Meist wurden die Kredite von einer Firma namens „Sandalwood Continental“ an „Ove Financial Corp“ weitergegeben. Sandalwood Continental war eine der Hauptfirmen im Netzwerk bis zur Bankenkrise in Zypern, sie wurde 2013 liquidiert. In einem Fall ist es aber auch eine der Roldugin-Gesellschaften, ebenfalls mit EWUB-Konto, die anordnete, den Kredit zu verschieben. Unter den russischen Firmen findet sich zumindest eine, deren Name für Aufsehen sorgen kann, führt sie doch noch näher an Putin heran als andere. „Ozon LLC“ soll einer „Reuters“-Recherche nach der Besitzer des „Igora“-Skiresorts sein. Nicht nur wurde dieses Resort zum Anlass der Hochzeit einer von Putins Töchtern privatisiert, sondern auch der Präsident selbst soll dort ein gut bewachtes Feriendomizil besitzen.

Luxemburgs lückenhafte Aufsicht

Warum blieben diese Netzwerke bis jetzt unentdeckt? Es dürfen Zweifel aufkommen, ob die Nachforschungen der CSSF nach den „Panama Papers“ weit genug gingen. Wie die CSSF auf Nachfrage von Reporter.lu mitteilt, hat die Aufsichtsbehörde aber überhaupt keinen gesetzlich definierten Auftrag, Transaktionen etwa zwischen Offshore-Gesellschaften, die über Luxemburg laufen, zu überprüfen. Der legale Rahmen gestatte nur eine Überwachung, die auf einer Einschätzung des Geldwäscherisikos basiere, heißt es. „Im Rahmen der risikobasierten Analyse müssen die Angestellten jedes Jahr einen Fragebogen zur Anti-Geldwäsche ausfüllen und der CSSF verschiedene Informationen zu ihren Kunden und Produkten liefern“, so die Stellungnahme der CSSF.

Nach der „Panama Papers“ -Analyse habe die CSSF aber weitere Überprüfungen angestoßen, die auf Medienberichten basieren, etwa nach den „FinCen-Files“ oder dem „OpenLux“-Projekt.
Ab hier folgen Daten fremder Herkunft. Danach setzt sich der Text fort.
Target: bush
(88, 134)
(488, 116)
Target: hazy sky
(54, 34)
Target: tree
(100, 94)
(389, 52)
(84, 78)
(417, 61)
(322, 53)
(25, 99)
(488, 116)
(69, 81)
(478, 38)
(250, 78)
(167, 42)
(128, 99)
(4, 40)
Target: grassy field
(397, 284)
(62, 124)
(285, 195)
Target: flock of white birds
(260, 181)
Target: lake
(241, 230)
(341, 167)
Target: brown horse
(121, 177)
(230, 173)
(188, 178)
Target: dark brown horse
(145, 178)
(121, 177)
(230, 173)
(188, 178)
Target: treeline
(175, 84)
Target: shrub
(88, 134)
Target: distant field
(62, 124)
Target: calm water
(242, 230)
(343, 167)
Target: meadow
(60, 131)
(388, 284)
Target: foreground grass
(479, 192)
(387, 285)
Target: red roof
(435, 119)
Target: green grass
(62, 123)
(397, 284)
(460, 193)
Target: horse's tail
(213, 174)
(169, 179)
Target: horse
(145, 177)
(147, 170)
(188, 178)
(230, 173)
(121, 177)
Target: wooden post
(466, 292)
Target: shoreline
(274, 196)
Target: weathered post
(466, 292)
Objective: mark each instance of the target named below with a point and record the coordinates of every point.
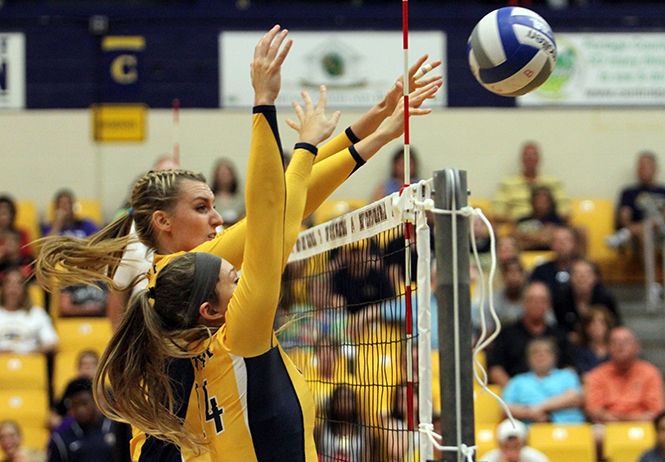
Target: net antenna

Zudem habe sie „in den letzten Jahren zum Beispiel die Banken für die Thematik sensibilisiert und ihre Erwartungen betreffend eines ‚bad press Screenings‘ kommuniziert“. Das bedeutet: Luxemburgs Finanzaufsicht erwartet von den Banken, proaktiv auf negative Presseartikel zu reagieren und entsprechende Maßnahmen selbst zu ergreifen.

Als luxemburgische Kreditinstitution verbietet es uns das Gesetz, jegliche Information über unsere professionelle Aktivität an Dritte weiterzugeben.“East-West United Bank

Dennoch stellt sich die Frage, warum in Luxemburg niemand danach fragte, ob nicht auch hiesige Finanzinstitute in die russischen Netzwerke um den Präsidenten verwickelt waren. Auf Nachfrage von Reporter.lu heißt es von der East-West United Bank lediglich: „Als luxemburgische Kreditinstitution verbietet es uns das Gesetz, jegliche Information über unsere professionelle Aktivität an Dritte weiterzugeben. Gleichzeitig können wir Ihnen versichern, dass wir unsere Aktivitäten, heute wie früher, in voller Übereinstimmung mit den bestehenden Anti-Geldwäsche-Regulierungen vollzogen haben.“

Bei Mossack-Fonseca, der panamaischen Anwaltskanzlei, welche die Firmen und Transaktionen über Jahre betreute, kam es nach dem Erscheinen der „Panama Papers“ zu einem jähen Erwachen. So schrieb eine Angestellte der Kanzlei an die Schweizer Anwälte der russischen Offshore-Firmen: „Nach einer Risikoeinschätzung haben wir entschieden, unsere Mandate niederzulegen.“ Weil sie zur Abgabe der Mandate aber wissen müsse, wer hinter dem Geld steckt und wo es herkommt, bittet die Angestellte um finanzielle Offenlegung. Der Email-Austausch verläuft nach einigen Wochen ins Leere. Antworten hat Mossack-Fonseca keine bekommen.